Our Accomplishments

Our Accomplishments

For decades, The Nature Conservancy, Audubon California, and Point Blue Conservation Science have been working to create a thriving Central Valley.

Ten years ago we formalized our partnership to most effectively use science, policy, partnerships, and land and water stewardship expertise to create healthy human and wildlife communities. We have a bold vision and a unique approach to match it.

Flocks of Dunlin in rice fields in Colusa, California.

We create durable solutions—innovative approaches that engage policy, science, partnership, and resource management, and that are resilient in the face of changing conditions and an uncertain future.

Building a culture of conservation in the Central Valley

When interviewed, landowners describe a shift in culture and attitudes toward conservation work in the Valley that is attributable to the Partnership. Farmers are now more willing to work with NGOs and public agencies to create habitat and to implement research and science to develop appropriate solutions and establish effectiveness.

Influencing decision-makers

Collaborative Partnership research provided the foundation for NRCS to introduce the Waterbird Habitat Enhancement Program to support farmers’ implementation of bird-friendly farming practices. Working closely with NRCS and the California Rice Commission, the Partnership helped enroll 75 farmers and 23,000 acres in the first year of the program alone. This expanded to over 100,000 acres of habitat in subsequent years.

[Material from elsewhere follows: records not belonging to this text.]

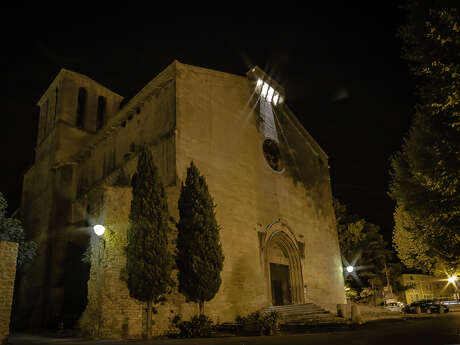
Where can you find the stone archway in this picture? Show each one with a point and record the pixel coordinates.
(283, 268)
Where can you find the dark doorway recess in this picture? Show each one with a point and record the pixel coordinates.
(281, 291)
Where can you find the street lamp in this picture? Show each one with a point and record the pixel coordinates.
(99, 229)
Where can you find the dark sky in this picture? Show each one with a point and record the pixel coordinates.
(339, 62)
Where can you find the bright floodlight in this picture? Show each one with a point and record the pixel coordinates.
(270, 94)
(99, 229)
(452, 279)
(264, 90)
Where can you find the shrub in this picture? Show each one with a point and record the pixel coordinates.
(199, 326)
(259, 323)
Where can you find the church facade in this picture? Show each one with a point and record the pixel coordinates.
(268, 177)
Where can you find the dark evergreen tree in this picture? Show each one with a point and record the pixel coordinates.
(426, 173)
(149, 261)
(11, 230)
(199, 252)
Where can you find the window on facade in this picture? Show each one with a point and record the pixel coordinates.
(45, 118)
(81, 107)
(101, 103)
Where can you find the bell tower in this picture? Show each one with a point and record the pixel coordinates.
(73, 109)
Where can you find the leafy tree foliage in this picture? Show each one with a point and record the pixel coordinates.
(11, 230)
(426, 172)
(199, 252)
(149, 262)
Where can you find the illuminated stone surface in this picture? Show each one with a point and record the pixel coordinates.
(185, 113)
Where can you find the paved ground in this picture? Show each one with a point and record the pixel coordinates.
(433, 330)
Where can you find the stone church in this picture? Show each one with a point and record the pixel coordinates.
(269, 179)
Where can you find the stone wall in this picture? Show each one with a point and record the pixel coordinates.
(8, 255)
(111, 312)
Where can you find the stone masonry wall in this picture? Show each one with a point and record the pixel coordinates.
(111, 312)
(8, 253)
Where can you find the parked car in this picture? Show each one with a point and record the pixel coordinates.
(428, 307)
(394, 306)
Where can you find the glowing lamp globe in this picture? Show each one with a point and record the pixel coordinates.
(99, 229)
(452, 279)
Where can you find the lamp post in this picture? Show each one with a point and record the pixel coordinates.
(99, 229)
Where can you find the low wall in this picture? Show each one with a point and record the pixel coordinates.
(8, 255)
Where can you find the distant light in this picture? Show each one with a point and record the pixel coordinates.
(275, 98)
(270, 94)
(264, 90)
(99, 229)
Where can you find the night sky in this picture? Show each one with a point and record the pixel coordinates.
(340, 64)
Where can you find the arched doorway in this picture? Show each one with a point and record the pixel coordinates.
(283, 267)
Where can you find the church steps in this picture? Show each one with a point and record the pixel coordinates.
(308, 314)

During the drought, federal legislators were faced with difficult water management decisions, and proposed eliminating surface water deliveries to refuges. Partnership science and advocacy ensured that refuges received allocations on par with other senior water rights holders and avoided potentially disastrous results for waterbirds.

Establishing the scientific foundation for large-scale planning

Provided the scientific backbone for the Central Valley Joint Venture Implementation Plan update, conducting the necessary science to update targets for six of the eight bird chapters and evaluating the potential for carbon sequestration on riparian floodplains.